Mind Your Language!

A few years ago, Voice At The Table had a popular workshop, talking to senior leaders about the significance of using the right words. And then its popularity waned. Now, it seems, the notion that words matter is back: businesses everywhere are dropping old-fashioned terminology like “blacklist” and “master and slave” servers.

Last week, Twitter and JP Morgan announced that they are dropping these controversial terms as well as “whitelist” and “man hours” along with other offenders.  Estate agents are also reconsidering the use of the term “master” bedroom.

And what about this “mis-step” by H&M?

 

 

 

 

 

 

Words have a massive impact. We often use them without thinking and without intent to offend.  But a simple reflection on some of the words and phrases we regularly use discloses their historical meaning, which is no longer reflective of society:  businessman, chairman, black sheep, guys, lads, psycho, schizo, “call a spade a spade”, “boys will be boys”, blind drunk, deaf to the world and many more.

You’re probably surprised about a number of these (as was I), but there are the very basic terms which ought to be obvious.  For instance, only days ago, I received an email - an FT newsflash – that announced the stepping down of Lloyds Bank’s current chairman – Antonio Horta-Osorio.  His replacement – the next chairMAN – was yet to be named! Does this mean a woman is not a possible contender for the job?

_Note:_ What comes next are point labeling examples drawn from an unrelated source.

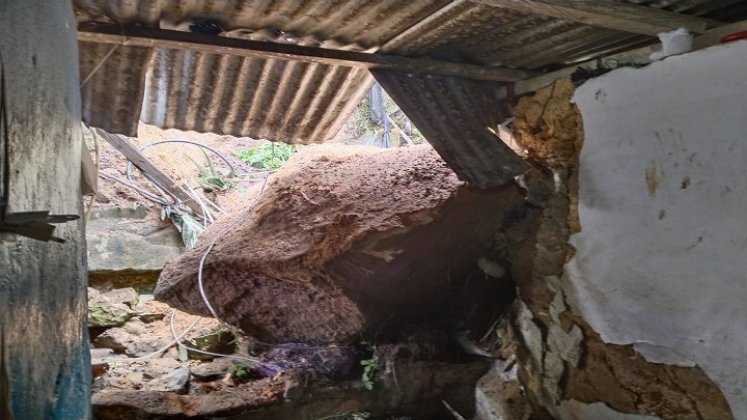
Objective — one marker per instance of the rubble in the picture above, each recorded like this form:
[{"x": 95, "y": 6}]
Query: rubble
[{"x": 344, "y": 244}]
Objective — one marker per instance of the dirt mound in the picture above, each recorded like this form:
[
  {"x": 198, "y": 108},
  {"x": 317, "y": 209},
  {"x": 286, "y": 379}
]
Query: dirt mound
[{"x": 338, "y": 245}]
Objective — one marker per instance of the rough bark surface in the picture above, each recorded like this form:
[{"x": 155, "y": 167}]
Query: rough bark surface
[
  {"x": 561, "y": 357},
  {"x": 343, "y": 244},
  {"x": 42, "y": 285}
]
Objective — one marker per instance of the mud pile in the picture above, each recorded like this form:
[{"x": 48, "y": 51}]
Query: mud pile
[{"x": 343, "y": 244}]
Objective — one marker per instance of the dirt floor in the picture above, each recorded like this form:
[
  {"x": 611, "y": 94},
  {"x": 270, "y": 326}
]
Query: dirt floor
[{"x": 140, "y": 372}]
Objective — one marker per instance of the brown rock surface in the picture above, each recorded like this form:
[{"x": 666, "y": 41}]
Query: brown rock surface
[{"x": 338, "y": 244}]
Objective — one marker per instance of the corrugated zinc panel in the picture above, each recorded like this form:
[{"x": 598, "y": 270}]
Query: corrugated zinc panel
[
  {"x": 366, "y": 23},
  {"x": 288, "y": 101},
  {"x": 495, "y": 36},
  {"x": 272, "y": 99},
  {"x": 454, "y": 115},
  {"x": 112, "y": 85}
]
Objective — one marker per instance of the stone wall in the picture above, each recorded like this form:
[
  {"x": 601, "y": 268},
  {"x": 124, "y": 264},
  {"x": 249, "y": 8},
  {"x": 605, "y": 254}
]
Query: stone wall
[
  {"x": 603, "y": 289},
  {"x": 43, "y": 285}
]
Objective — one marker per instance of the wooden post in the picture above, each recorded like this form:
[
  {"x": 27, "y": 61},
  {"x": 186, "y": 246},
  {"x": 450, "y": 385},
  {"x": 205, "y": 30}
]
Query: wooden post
[{"x": 149, "y": 169}]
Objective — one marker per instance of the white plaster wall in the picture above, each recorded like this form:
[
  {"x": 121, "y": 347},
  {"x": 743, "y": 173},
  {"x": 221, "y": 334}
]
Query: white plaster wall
[{"x": 661, "y": 261}]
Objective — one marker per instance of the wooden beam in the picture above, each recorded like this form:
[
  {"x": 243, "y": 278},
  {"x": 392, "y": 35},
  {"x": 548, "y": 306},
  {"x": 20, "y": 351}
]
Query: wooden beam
[
  {"x": 638, "y": 56},
  {"x": 608, "y": 14},
  {"x": 150, "y": 170},
  {"x": 211, "y": 44}
]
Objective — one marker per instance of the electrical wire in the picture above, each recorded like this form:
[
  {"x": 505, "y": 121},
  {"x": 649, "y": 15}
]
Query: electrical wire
[{"x": 177, "y": 340}]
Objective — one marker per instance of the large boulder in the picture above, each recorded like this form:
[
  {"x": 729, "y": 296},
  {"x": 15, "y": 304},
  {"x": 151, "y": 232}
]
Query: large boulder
[{"x": 344, "y": 243}]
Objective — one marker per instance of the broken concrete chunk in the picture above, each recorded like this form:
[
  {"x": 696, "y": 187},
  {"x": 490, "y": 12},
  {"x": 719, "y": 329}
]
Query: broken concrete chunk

These are shocking mistakes that should not be made these days, especially by organisations that are looking for our trust and loyalty.

Many of us don't think twice when using these well-trodden words, as they have established meanings that don't mean to exclude.  In the end, however, communication is less about how you say things and more about how what’s being said is heard.  That’s why the Use of Language is one of our eight Inclusive Behaviours.

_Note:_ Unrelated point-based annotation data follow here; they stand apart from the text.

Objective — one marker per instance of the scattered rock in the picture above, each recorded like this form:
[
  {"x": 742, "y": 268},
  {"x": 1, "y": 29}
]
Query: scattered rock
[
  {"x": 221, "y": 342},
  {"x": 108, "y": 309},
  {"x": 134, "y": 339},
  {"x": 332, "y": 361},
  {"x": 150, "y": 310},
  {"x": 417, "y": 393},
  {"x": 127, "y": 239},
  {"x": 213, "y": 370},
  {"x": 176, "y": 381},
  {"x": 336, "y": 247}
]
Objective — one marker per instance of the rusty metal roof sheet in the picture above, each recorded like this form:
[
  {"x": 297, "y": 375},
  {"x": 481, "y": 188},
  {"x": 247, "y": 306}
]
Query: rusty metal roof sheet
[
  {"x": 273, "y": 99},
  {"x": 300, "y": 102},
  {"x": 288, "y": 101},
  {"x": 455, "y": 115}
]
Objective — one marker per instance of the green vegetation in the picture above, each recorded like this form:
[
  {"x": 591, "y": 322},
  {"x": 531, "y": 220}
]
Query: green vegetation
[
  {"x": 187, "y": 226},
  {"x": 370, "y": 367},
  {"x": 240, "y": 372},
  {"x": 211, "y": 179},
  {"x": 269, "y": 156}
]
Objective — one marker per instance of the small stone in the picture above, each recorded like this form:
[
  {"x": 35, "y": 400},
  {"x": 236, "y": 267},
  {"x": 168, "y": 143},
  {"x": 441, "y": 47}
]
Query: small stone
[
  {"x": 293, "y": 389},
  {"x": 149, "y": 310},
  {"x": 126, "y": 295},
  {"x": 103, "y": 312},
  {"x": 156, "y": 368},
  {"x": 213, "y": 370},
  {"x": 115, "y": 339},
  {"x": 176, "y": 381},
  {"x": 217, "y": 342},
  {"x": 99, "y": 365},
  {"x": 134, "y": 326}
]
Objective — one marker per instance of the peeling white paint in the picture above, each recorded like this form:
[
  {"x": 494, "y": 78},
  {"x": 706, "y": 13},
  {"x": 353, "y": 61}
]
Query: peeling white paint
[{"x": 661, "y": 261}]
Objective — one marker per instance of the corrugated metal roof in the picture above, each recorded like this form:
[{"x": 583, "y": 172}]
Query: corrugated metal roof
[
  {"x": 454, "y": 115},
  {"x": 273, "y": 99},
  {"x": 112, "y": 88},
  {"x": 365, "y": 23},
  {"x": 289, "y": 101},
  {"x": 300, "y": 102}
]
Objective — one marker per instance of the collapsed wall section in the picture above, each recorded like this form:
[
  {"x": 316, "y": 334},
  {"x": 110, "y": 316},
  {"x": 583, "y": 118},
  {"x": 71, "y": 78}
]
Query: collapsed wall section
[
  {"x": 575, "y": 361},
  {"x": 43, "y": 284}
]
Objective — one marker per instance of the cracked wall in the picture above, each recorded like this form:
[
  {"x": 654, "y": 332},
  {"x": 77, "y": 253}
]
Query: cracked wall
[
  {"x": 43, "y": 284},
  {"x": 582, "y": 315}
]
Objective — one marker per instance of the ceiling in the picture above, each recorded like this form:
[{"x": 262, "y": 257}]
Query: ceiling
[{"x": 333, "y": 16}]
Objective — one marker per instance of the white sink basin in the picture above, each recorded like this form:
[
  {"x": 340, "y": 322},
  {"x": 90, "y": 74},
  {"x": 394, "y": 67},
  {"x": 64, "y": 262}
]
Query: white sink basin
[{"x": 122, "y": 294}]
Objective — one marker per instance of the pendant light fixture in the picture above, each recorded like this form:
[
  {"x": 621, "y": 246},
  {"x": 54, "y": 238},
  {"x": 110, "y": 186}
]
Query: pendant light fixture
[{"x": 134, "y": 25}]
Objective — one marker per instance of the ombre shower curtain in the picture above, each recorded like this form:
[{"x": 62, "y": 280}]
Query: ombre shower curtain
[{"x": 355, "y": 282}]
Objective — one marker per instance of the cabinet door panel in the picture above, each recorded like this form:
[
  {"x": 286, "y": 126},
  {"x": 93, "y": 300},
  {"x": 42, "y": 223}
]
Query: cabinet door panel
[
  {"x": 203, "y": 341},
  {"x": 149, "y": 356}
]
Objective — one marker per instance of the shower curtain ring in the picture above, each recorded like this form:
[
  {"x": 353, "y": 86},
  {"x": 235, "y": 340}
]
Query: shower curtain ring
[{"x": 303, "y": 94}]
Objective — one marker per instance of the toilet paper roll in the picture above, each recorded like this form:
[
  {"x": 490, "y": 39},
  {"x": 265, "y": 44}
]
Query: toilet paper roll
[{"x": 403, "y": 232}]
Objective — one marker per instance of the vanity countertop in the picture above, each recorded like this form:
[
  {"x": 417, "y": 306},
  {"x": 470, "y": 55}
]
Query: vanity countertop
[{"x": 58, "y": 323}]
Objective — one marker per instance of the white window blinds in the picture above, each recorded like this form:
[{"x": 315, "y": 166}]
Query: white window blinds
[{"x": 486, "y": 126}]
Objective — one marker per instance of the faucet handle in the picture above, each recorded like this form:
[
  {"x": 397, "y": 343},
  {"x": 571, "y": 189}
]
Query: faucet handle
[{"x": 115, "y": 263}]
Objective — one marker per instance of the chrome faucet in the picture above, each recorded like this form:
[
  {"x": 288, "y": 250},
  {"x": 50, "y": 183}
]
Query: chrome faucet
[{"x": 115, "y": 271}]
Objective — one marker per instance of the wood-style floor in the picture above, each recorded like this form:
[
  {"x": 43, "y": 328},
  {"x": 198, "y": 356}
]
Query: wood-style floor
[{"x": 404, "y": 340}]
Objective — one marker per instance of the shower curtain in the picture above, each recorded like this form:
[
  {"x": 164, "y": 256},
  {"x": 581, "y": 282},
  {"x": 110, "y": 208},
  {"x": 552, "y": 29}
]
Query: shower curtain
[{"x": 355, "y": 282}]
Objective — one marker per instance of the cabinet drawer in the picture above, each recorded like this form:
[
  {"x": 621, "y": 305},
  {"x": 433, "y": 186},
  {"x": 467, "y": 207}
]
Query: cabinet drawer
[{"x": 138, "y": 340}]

When expressing yourself, instead of saying things like a “female engineer” or a “blind man”, say “a woman on our engineering team” or “a man who is blind”.

Avoid the use of jargon – which is easily caught up in non-inclusive history – and above all, avoid labels.  Labels overgeneralise and lump all of us together into one pot, which is most certainly too small to comfortably fit the myriad of shapes, sizes and colours of humanity.  Oh, oops, have I just done what I’m asking others not to do?  Well, I don’t know.

My main point is, we ought to try, and be more conscious of our words.  If we do just that alone, we will be far less likely to mis-step.